The storage temperature of the plates was generally respected, while their conservation, the thickness of the agar and the number of discs per petrie dish were not adequate; It is different from a review proposing that growth  and  incubation conditions  (time,  temperature,  atmosphere e.g. CO2), agar depth, number of concentrations  tested  per  broth  and  agar dilution should  be  determined,  optimised,  and  documented   in  a  detailed  standard  operating procedure (Patel, 2012).  This could be explained by the fact that some of these laboratories do not follow the expert rules proposed by the standards..

Only 03 laboratories had a McFarland standard. In one of them the Mc Farland was available but not used and in the other two the use of this standard was not corect. This does not meet the requierements of the review of Patel in 2012 suggesting that the  optimum concentration of the inocula must be determined to obtain accurate susceptibility results. This can be explained by the ignorance of the technicians concerning the standards

Eleven laboratories used the flooding technique for economy reasons. Most often, the users of this method did not bother to dry the agar before placing the discs. This was contrary to the “EUCAST” practice, which advises avoiding sub-inoculated agar. We found out that 16.7% of laboratories did not use any of the recommended techniques, but added a colony directly on the agar using a swab.

The temperature and especially the incubation period was not met. References recommended minimum 16 h and maximum  20 to 24 h (EUCAST, 2015,  CA-SFM, 2013). Also, these standards recommend a temperature of 35 ± 1°C. This could be due to the fact that this duration  was  not actually measured but most of the time it is estimated .

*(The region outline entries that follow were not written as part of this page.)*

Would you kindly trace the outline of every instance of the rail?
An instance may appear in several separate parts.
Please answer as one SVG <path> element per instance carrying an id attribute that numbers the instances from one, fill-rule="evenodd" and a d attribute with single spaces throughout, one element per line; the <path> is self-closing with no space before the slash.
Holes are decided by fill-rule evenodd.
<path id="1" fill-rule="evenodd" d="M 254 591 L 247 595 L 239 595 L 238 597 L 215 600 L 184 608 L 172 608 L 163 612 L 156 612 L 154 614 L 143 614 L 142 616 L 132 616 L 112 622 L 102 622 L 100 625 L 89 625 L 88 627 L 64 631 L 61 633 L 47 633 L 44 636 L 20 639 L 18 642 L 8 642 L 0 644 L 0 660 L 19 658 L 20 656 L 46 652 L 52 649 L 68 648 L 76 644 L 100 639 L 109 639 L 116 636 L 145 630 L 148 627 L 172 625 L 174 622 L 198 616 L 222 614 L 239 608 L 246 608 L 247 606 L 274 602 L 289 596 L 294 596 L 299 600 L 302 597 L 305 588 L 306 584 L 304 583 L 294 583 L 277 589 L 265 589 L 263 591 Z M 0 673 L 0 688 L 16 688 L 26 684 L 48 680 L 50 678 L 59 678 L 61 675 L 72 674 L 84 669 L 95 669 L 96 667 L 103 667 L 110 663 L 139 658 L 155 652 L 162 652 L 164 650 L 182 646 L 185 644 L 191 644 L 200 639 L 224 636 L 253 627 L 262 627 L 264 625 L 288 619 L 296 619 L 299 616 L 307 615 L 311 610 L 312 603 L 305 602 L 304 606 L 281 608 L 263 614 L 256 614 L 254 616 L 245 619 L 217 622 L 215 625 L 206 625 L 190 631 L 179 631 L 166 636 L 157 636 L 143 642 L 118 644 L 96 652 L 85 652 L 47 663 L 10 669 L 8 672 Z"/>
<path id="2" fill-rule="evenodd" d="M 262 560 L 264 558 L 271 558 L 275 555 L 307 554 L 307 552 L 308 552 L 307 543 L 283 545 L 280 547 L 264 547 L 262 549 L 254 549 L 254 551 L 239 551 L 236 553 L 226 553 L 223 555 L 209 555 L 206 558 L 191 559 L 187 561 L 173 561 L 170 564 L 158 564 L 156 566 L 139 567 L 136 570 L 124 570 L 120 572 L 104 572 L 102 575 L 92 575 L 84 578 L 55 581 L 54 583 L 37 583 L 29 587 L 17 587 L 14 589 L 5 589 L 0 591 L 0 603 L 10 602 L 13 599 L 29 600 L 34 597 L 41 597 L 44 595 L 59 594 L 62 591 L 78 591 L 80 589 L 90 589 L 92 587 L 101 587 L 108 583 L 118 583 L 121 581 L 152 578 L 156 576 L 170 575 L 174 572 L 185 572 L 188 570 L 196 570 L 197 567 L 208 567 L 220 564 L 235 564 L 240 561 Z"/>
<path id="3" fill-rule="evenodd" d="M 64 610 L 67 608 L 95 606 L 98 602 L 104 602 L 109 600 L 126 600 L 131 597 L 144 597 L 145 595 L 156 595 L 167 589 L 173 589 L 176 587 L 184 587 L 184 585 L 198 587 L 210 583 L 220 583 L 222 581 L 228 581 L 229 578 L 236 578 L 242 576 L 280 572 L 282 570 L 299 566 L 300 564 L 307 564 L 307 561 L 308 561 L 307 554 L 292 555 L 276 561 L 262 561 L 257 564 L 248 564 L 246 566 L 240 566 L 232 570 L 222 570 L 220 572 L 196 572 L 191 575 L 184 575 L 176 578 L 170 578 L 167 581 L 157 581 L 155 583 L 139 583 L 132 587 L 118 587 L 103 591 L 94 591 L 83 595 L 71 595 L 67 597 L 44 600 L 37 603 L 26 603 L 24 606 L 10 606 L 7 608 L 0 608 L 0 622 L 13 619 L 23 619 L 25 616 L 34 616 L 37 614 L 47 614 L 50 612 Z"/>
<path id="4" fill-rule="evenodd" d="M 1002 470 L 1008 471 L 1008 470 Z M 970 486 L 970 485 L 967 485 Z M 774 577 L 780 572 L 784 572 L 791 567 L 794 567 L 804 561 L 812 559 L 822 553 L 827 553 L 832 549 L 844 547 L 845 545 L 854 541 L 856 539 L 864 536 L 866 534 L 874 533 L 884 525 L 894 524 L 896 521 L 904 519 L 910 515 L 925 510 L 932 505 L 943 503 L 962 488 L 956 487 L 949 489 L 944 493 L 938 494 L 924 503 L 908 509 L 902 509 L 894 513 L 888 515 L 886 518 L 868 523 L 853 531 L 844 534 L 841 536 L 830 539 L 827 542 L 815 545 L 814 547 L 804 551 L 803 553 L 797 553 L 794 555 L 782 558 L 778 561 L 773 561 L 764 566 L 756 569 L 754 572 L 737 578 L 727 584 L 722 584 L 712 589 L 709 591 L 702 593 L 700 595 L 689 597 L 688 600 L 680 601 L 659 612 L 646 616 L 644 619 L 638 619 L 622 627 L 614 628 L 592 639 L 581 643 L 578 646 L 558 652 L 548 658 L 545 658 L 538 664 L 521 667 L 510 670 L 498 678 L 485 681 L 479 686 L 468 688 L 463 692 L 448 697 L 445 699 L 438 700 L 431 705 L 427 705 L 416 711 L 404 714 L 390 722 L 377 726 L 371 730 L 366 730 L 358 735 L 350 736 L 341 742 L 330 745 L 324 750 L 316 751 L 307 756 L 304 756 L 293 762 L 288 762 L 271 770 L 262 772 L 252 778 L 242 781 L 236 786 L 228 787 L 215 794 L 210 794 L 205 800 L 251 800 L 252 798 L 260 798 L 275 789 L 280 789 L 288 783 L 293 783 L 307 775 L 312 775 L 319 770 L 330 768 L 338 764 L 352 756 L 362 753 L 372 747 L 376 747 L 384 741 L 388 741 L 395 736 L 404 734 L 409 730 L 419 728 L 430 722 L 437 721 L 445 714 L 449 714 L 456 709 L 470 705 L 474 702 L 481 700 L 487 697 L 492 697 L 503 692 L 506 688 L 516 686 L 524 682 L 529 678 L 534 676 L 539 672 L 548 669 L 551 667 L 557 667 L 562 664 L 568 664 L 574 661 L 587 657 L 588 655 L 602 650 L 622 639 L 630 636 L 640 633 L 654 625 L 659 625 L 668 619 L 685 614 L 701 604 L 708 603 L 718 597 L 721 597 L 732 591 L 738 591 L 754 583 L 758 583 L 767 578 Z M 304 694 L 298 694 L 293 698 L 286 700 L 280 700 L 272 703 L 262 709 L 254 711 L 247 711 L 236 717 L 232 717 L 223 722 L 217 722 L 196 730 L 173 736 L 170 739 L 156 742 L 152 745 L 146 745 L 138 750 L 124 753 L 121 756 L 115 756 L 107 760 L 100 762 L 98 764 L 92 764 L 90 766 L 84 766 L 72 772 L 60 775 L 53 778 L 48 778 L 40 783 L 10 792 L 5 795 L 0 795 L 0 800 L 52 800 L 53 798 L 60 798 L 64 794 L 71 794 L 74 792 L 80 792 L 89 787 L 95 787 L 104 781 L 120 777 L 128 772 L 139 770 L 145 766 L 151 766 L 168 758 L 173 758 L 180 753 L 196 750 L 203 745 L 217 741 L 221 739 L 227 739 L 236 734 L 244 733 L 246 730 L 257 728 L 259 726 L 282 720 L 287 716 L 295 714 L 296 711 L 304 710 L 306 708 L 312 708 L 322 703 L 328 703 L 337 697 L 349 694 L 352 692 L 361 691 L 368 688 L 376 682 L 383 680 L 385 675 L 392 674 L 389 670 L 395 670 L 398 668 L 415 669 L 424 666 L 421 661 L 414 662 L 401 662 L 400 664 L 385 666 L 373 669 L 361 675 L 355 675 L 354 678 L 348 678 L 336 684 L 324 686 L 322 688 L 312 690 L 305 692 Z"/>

Interpretive reading was not done by 12 of the laboratories This was contrary to the work of Leclercq et al. (2013) also Reller et al. (2009) who said the results of a susceptibility test must be interpreted by the laboratory prior to communicating a report to a patient’s physician. This coud be explained by the fact that the biologists are not in charge of only one bench and therefore have too much work.

In regards to the result sheet there were no mention of the method used, type of media or discs, nor the origin of the critical points. Quality control of media prepared was limited to sterility testing. This does not meet the requirements of the WHO and EUCAST that recommend checking the pH, the concentration of divalent cations, thymine and of thymidine, however it is always recommended to do a fertility test and / or specificity. The notion of reference strains is still not well understood in our laboratories; which explains why internal and external quality controls were not done regularly in ten of the laboratories.

 

These results suggest that most laboratories do not have a standard of antimicrobial susceptibility testing, and whenever they have one, they do not strictly comply with the guidelines. Moreover, the importance of the strict and correct execution of susceptibility testing procedure has not been well integrated by the technicians. Interpretative reading of the antibiogram should be learned by the head of laboratories in order to bring out the different phenotypes.

There is no conflict of interest regarding any of the authors.